Medigap Open Enrollment Period (MOEP). The MOEP is a six-month period that starts the month you‘re both 65 and enrolled in Medicare Part B. It applies to you if you don’t have health insurance coverage other than Medicare.

Special Enrollment Period (SEP). You can delay enrolling in Medicare if you receive insurance from a company with more than 20 employees. Medicare gives you an eight-month period to sign up for Part B after your employer coverage ends. Once your Part B enrollment begins, you have six months to enroll in a Medigap plan.

Research your options to see which plan type best fits your needs and budget. You can review the differences between Plans A through N on Medicare.gov. You can also compare Medigap plans with an insurance broker or agent.

Medicare.gov shows which insurance companies offer Medigap plans in your area. You can view the premiums for each available option. 

After making a choice, you can apply for coverage through the insurance company, a broker, or an agent.

Changing Medigap plans may raise your premium. After enrolling in a plan during your initial MOEP, the plan automatically renews each year.

You lose this guaranteed protection if you change plans. Any new insurance company you apply to is allowed to underwrite your application. They can deny you coverage or charge you a higher premium.

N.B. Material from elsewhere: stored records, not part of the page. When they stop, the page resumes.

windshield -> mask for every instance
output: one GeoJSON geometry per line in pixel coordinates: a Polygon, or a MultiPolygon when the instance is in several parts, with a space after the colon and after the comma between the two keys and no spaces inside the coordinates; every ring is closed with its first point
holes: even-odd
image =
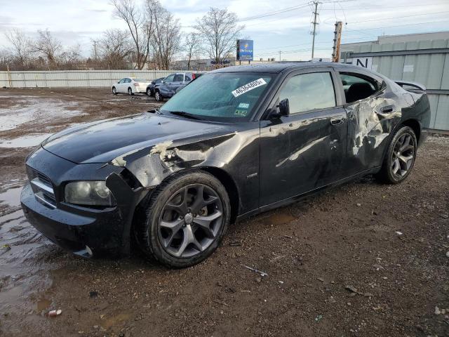
{"type": "Polygon", "coordinates": [[[271,80],[271,75],[260,73],[205,74],[176,93],[161,111],[217,121],[248,119],[271,80]]]}

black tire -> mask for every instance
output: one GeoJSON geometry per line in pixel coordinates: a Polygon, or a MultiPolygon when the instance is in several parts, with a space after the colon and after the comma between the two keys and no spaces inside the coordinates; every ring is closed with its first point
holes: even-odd
{"type": "Polygon", "coordinates": [[[163,96],[161,95],[161,93],[159,90],[154,91],[154,99],[158,102],[162,102],[163,100],[163,96]]]}
{"type": "Polygon", "coordinates": [[[417,141],[413,129],[400,127],[391,138],[376,179],[383,183],[398,184],[412,171],[416,159],[417,141]]]}
{"type": "MultiPolygon", "coordinates": [[[[199,194],[199,193],[196,192],[196,195],[199,194]]],[[[200,205],[200,207],[201,207],[201,205],[203,205],[201,201],[197,204],[200,205]]],[[[230,216],[229,199],[222,183],[208,173],[201,171],[189,171],[181,172],[168,178],[149,197],[144,199],[136,211],[134,230],[139,246],[147,256],[170,267],[183,268],[199,263],[217,249],[226,232],[230,216]],[[191,204],[189,205],[189,193],[196,190],[194,186],[203,186],[201,197],[199,199],[209,203],[207,204],[208,206],[202,206],[199,211],[195,207],[197,199],[194,194],[190,199],[191,204]],[[215,192],[213,195],[216,197],[211,197],[210,194],[208,195],[206,190],[215,192]],[[183,191],[187,192],[185,193],[183,191]],[[206,196],[207,200],[204,199],[204,195],[206,196]],[[180,204],[176,202],[176,205],[174,205],[175,203],[174,200],[178,196],[181,197],[178,199],[180,200],[180,204]],[[187,207],[186,209],[188,209],[189,213],[185,217],[179,216],[180,213],[178,213],[177,211],[174,211],[175,209],[173,207],[176,207],[177,210],[181,209],[185,200],[185,206],[187,207]],[[190,207],[192,208],[190,209],[190,207]],[[206,214],[202,213],[205,208],[206,214]],[[173,216],[170,220],[166,220],[167,212],[169,212],[169,215],[171,213],[173,216]],[[190,218],[187,218],[189,214],[190,218]],[[192,218],[192,215],[194,218],[192,218]],[[208,220],[214,218],[214,220],[210,221],[206,225],[199,225],[200,223],[196,223],[206,218],[208,220]],[[176,230],[170,230],[168,235],[164,237],[163,230],[168,228],[166,224],[175,223],[182,224],[180,227],[176,225],[177,226],[176,230]],[[162,226],[161,223],[164,225],[162,226]],[[203,232],[203,228],[206,227],[210,236],[203,232]],[[190,240],[190,237],[187,237],[189,235],[186,236],[186,233],[192,234],[193,236],[192,237],[194,237],[194,240],[190,240]],[[173,242],[175,244],[172,246],[170,245],[173,242]],[[196,244],[199,245],[201,250],[196,244]],[[182,251],[181,249],[182,249],[182,251]]],[[[173,228],[175,227],[173,226],[173,228]]]]}

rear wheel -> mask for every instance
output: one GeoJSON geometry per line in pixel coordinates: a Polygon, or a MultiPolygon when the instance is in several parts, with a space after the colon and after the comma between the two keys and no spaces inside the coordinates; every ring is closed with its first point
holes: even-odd
{"type": "Polygon", "coordinates": [[[161,93],[157,90],[154,92],[154,99],[158,102],[162,102],[163,100],[163,97],[162,97],[161,93]]]}
{"type": "Polygon", "coordinates": [[[403,181],[415,164],[417,144],[416,135],[411,128],[399,128],[393,136],[382,168],[376,175],[377,180],[389,184],[403,181]]]}
{"type": "Polygon", "coordinates": [[[168,179],[140,209],[135,223],[140,246],[149,256],[173,267],[195,265],[212,254],[231,213],[224,187],[198,171],[168,179]]]}

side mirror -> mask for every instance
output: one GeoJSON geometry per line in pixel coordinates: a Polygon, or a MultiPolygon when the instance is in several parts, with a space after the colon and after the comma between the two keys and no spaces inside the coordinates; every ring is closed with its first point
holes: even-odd
{"type": "Polygon", "coordinates": [[[290,114],[290,105],[288,105],[288,98],[282,100],[279,102],[279,114],[281,116],[288,116],[290,114]]]}

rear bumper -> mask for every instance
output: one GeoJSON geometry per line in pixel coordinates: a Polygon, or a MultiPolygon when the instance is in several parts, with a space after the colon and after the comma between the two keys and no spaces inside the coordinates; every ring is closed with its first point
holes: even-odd
{"type": "Polygon", "coordinates": [[[20,195],[25,216],[37,230],[62,249],[84,257],[98,251],[121,250],[126,220],[116,207],[81,213],[40,202],[29,184],[20,195]]]}
{"type": "Polygon", "coordinates": [[[421,130],[421,135],[420,135],[420,140],[418,140],[418,147],[424,143],[424,142],[427,139],[428,136],[429,130],[427,130],[427,128],[423,128],[422,130],[421,130]]]}

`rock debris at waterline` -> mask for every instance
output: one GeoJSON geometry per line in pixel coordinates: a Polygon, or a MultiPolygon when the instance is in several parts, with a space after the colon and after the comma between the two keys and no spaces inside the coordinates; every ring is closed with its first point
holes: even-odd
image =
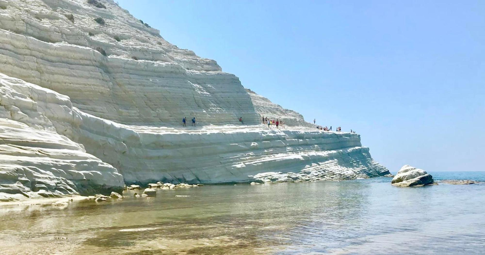
{"type": "Polygon", "coordinates": [[[316,130],[216,61],[167,42],[114,1],[103,4],[0,0],[0,201],[119,193],[125,183],[153,180],[389,174],[358,134],[316,130]],[[181,127],[184,116],[197,127],[181,127]]]}
{"type": "Polygon", "coordinates": [[[435,183],[433,176],[422,169],[404,165],[391,181],[394,186],[400,187],[420,187],[435,183]]]}

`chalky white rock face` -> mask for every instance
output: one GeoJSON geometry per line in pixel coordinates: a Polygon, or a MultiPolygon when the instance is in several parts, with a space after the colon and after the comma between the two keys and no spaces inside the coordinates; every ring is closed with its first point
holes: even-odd
{"type": "Polygon", "coordinates": [[[389,173],[358,134],[310,128],[301,114],[247,92],[215,61],[98,1],[106,9],[85,0],[0,0],[1,197],[96,193],[123,181],[389,173]],[[286,128],[268,128],[261,115],[286,128]],[[184,116],[189,127],[181,127],[184,116]]]}
{"type": "MultiPolygon", "coordinates": [[[[305,121],[303,116],[300,113],[292,110],[284,109],[249,89],[246,89],[246,91],[251,96],[254,109],[260,116],[265,118],[267,117],[271,119],[281,120],[284,121],[285,125],[287,126],[315,127],[315,125],[305,121]]],[[[262,117],[261,118],[261,122],[263,123],[262,117]]]]}
{"type": "Polygon", "coordinates": [[[116,169],[58,132],[81,120],[68,97],[0,74],[0,201],[120,190],[116,169]]]}

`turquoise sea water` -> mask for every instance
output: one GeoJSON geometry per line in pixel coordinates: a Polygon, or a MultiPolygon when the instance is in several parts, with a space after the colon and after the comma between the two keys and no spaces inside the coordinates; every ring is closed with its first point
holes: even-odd
{"type": "MultiPolygon", "coordinates": [[[[485,181],[485,172],[430,174],[485,181]]],[[[485,185],[400,188],[391,179],[0,206],[0,254],[485,254],[485,185]]]]}

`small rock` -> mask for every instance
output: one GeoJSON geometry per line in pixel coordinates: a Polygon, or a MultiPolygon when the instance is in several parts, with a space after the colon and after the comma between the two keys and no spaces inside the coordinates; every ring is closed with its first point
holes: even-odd
{"type": "Polygon", "coordinates": [[[473,181],[472,180],[443,180],[438,181],[439,182],[453,185],[467,185],[467,184],[478,184],[482,183],[481,181],[473,181]]]}
{"type": "Polygon", "coordinates": [[[153,189],[145,189],[143,191],[143,194],[146,194],[147,196],[154,197],[157,196],[157,191],[153,189]]]}
{"type": "Polygon", "coordinates": [[[53,203],[52,205],[55,207],[63,207],[65,206],[68,206],[69,204],[65,202],[56,202],[56,203],[53,203]]]}
{"type": "Polygon", "coordinates": [[[112,191],[111,195],[110,195],[110,196],[112,198],[115,198],[117,199],[123,198],[123,196],[120,195],[119,193],[117,193],[114,191],[112,191]]]}

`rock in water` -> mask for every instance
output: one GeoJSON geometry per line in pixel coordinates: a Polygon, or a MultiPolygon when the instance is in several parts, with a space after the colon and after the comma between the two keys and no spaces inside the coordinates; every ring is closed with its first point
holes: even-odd
{"type": "Polygon", "coordinates": [[[482,183],[482,182],[474,181],[472,180],[442,180],[438,181],[440,183],[446,183],[447,184],[462,185],[467,184],[478,184],[482,183]]]}
{"type": "Polygon", "coordinates": [[[157,196],[157,191],[149,188],[145,189],[145,190],[143,191],[143,194],[145,194],[150,197],[154,197],[157,196]]]}
{"type": "Polygon", "coordinates": [[[103,202],[106,201],[106,199],[104,197],[97,197],[94,201],[96,202],[103,202]]]}
{"type": "Polygon", "coordinates": [[[424,170],[405,165],[401,168],[391,183],[400,187],[420,186],[433,184],[433,176],[424,170]]]}
{"type": "Polygon", "coordinates": [[[112,191],[111,192],[111,195],[110,195],[110,196],[112,198],[116,198],[117,199],[123,198],[123,196],[120,195],[119,193],[116,193],[114,191],[112,191]]]}

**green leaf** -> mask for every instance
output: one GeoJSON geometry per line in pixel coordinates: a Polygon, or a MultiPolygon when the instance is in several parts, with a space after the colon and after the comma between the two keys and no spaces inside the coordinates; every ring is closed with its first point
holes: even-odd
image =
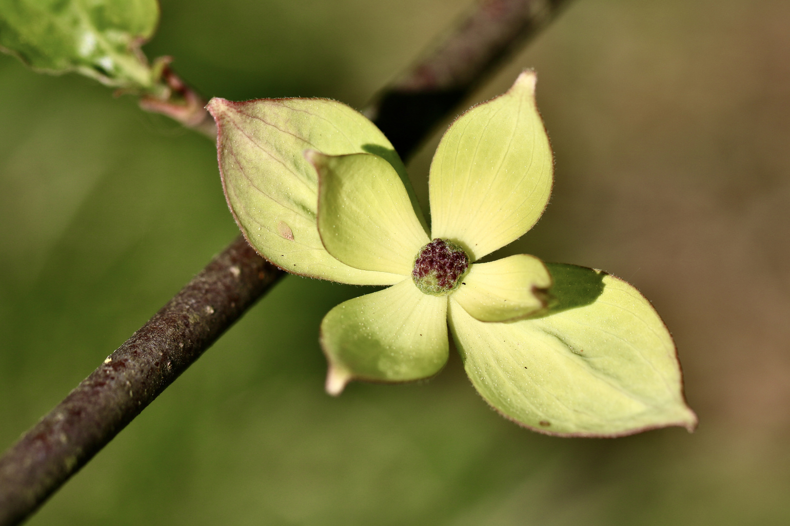
{"type": "Polygon", "coordinates": [[[551,276],[540,259],[517,254],[472,265],[453,299],[481,322],[504,322],[547,307],[551,285],[551,276]]]}
{"type": "Polygon", "coordinates": [[[154,79],[140,46],[158,20],[156,0],[0,0],[0,48],[36,69],[147,88],[154,79]]]}
{"type": "Polygon", "coordinates": [[[558,296],[564,296],[566,307],[580,306],[535,319],[486,323],[450,299],[450,328],[483,397],[515,422],[551,435],[693,430],[697,417],[683,399],[675,345],[649,302],[600,270],[547,267],[555,277],[551,290],[570,289],[558,296]],[[581,286],[564,279],[580,275],[581,286]],[[596,282],[603,287],[589,301],[596,282]]]}
{"type": "MultiPolygon", "coordinates": [[[[324,99],[213,99],[208,108],[219,130],[228,203],[263,257],[288,272],[343,283],[385,285],[402,279],[340,263],[326,252],[316,225],[318,176],[304,157],[306,150],[328,155],[375,153],[393,166],[407,190],[411,188],[392,144],[372,122],[324,99]]],[[[421,217],[419,207],[414,209],[421,217]]]]}
{"type": "Polygon", "coordinates": [[[552,157],[535,105],[535,73],[459,117],[431,164],[431,237],[472,261],[532,228],[551,192],[552,157]]]}
{"type": "Polygon", "coordinates": [[[355,268],[409,275],[431,240],[392,166],[371,154],[307,153],[318,173],[318,233],[329,254],[355,268]]]}
{"type": "Polygon", "coordinates": [[[447,299],[423,294],[410,278],[337,305],[321,323],[327,392],[339,394],[351,379],[433,376],[447,361],[446,318],[447,299]]]}

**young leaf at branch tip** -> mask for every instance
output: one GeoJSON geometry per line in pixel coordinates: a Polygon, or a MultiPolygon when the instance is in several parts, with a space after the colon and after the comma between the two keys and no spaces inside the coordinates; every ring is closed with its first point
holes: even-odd
{"type": "Polygon", "coordinates": [[[348,106],[215,99],[209,109],[228,203],[265,257],[393,285],[322,322],[330,394],[352,379],[436,374],[449,321],[472,384],[521,425],[562,436],[694,428],[672,337],[636,289],[525,254],[474,263],[527,232],[548,202],[553,159],[533,72],[446,132],[431,166],[430,237],[389,141],[348,106]]]}
{"type": "Polygon", "coordinates": [[[325,248],[316,222],[318,178],[305,158],[371,153],[404,185],[425,227],[406,169],[392,144],[362,114],[325,99],[261,99],[208,106],[217,125],[217,155],[228,204],[250,244],[280,268],[352,285],[393,285],[403,277],[355,268],[325,248]],[[284,236],[282,232],[288,232],[284,236]]]}
{"type": "Polygon", "coordinates": [[[157,79],[140,47],[158,21],[156,0],[0,0],[0,49],[46,73],[149,90],[157,79]]]}

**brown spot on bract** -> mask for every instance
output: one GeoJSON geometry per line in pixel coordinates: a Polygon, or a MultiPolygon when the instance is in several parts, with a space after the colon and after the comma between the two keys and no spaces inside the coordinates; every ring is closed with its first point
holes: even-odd
{"type": "Polygon", "coordinates": [[[294,233],[292,232],[291,227],[286,225],[284,221],[280,221],[277,223],[277,233],[284,239],[287,239],[289,241],[294,241],[294,233]]]}

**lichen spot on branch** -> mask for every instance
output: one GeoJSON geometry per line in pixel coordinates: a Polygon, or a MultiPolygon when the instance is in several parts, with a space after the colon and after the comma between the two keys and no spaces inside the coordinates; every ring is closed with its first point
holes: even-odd
{"type": "Polygon", "coordinates": [[[469,256],[464,249],[452,241],[437,238],[417,252],[412,279],[423,293],[444,296],[458,288],[468,270],[469,256]]]}

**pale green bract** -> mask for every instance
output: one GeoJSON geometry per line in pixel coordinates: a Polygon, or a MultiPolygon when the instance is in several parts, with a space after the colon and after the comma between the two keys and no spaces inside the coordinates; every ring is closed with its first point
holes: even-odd
{"type": "Polygon", "coordinates": [[[150,88],[156,75],[140,46],[158,21],[156,0],[0,0],[0,49],[41,71],[150,88]]]}
{"type": "Polygon", "coordinates": [[[215,99],[209,109],[228,204],[264,257],[303,275],[393,285],[322,322],[331,394],[352,379],[435,375],[449,321],[472,384],[521,425],[562,436],[695,427],[672,337],[635,288],[525,254],[475,263],[532,228],[548,202],[553,163],[534,73],[445,133],[431,166],[431,235],[403,163],[360,114],[300,99],[215,99]],[[431,252],[445,241],[468,263],[431,252]],[[423,264],[455,269],[456,281],[422,292],[423,264]]]}

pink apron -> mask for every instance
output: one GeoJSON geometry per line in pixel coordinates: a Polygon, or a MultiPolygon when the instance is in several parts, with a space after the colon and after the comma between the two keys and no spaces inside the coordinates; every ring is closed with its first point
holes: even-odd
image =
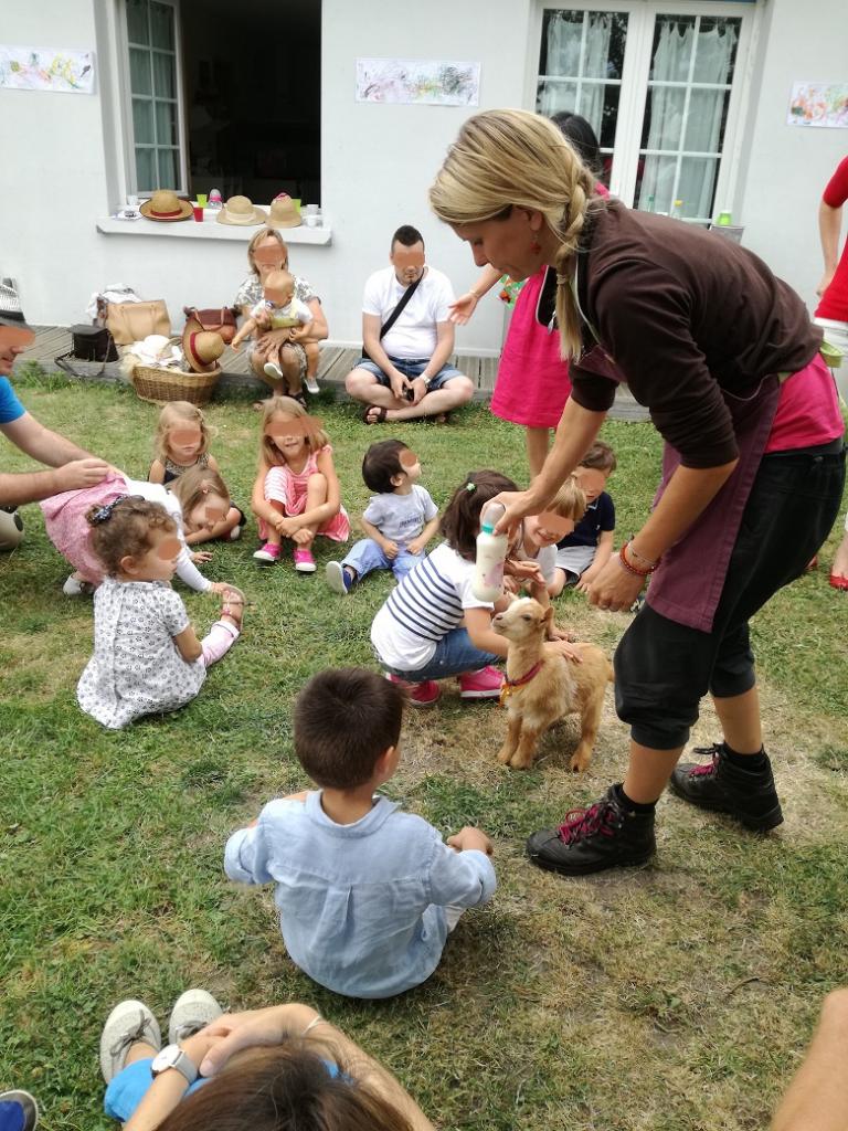
{"type": "MultiPolygon", "coordinates": [[[[617,385],[626,385],[626,377],[615,360],[597,344],[597,335],[582,311],[580,317],[596,344],[581,355],[577,363],[579,368],[606,377],[617,385]]],[[[721,396],[733,420],[738,463],[733,475],[689,530],[663,554],[663,561],[651,576],[646,596],[647,603],[661,616],[701,632],[712,630],[712,620],[727,577],[730,554],[736,545],[742,515],[775,421],[780,381],[777,375],[770,374],[762,378],[747,397],[736,397],[726,389],[721,389],[721,396]]],[[[650,405],[647,407],[650,409],[650,405]]],[[[654,499],[655,507],[680,463],[680,452],[666,443],[663,450],[663,478],[654,499]]]]}

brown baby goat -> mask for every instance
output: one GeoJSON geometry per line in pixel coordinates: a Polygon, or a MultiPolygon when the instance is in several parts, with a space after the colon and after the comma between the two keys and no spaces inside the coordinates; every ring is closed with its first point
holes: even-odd
{"type": "Polygon", "coordinates": [[[522,597],[492,619],[495,632],[509,640],[507,679],[502,701],[509,713],[507,741],[497,761],[513,769],[528,769],[545,731],[565,715],[579,713],[580,743],[569,763],[587,769],[598,735],[604,691],[613,667],[594,644],[578,644],[582,664],[545,648],[554,611],[522,597]],[[529,676],[529,679],[528,679],[529,676]]]}

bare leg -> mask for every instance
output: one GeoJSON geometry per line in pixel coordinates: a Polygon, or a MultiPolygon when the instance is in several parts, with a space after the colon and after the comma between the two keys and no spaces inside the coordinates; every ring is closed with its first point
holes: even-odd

Seniors with low incomes and adults with disabilities may qualify for a Medicare Savings Program. There are four different programs you can apply to through your state.

If approved, the programs help cover your Part A and Part B premiums, deductibles, coinsurance, and copayments. Some plans help pay for prescription medicines.

Income and resource limits to qualify change yearly and vary depending on the program. 2022 income limits for an individual range from $1,153 to $1,549 a month. The current limit for individuals with disabilities is $4,615 a month.

Medigap plans can save you money by paying many of Medicare's out-of-pocket costs. However, they're not required or always necessary.

You can only purchase a Medigap plan if you're enrolled in Original Medicare.

You don’t need a Medigap plan if you have Original Medicare and already have supplemental health insurance. Some people receive this through Medicaid or a former employer. 

You don’t need a Medigap plan if you have a Medicare Advantage plan from a commercial insurance company. These plans replace both Original Medicare and Medicare supplement plans.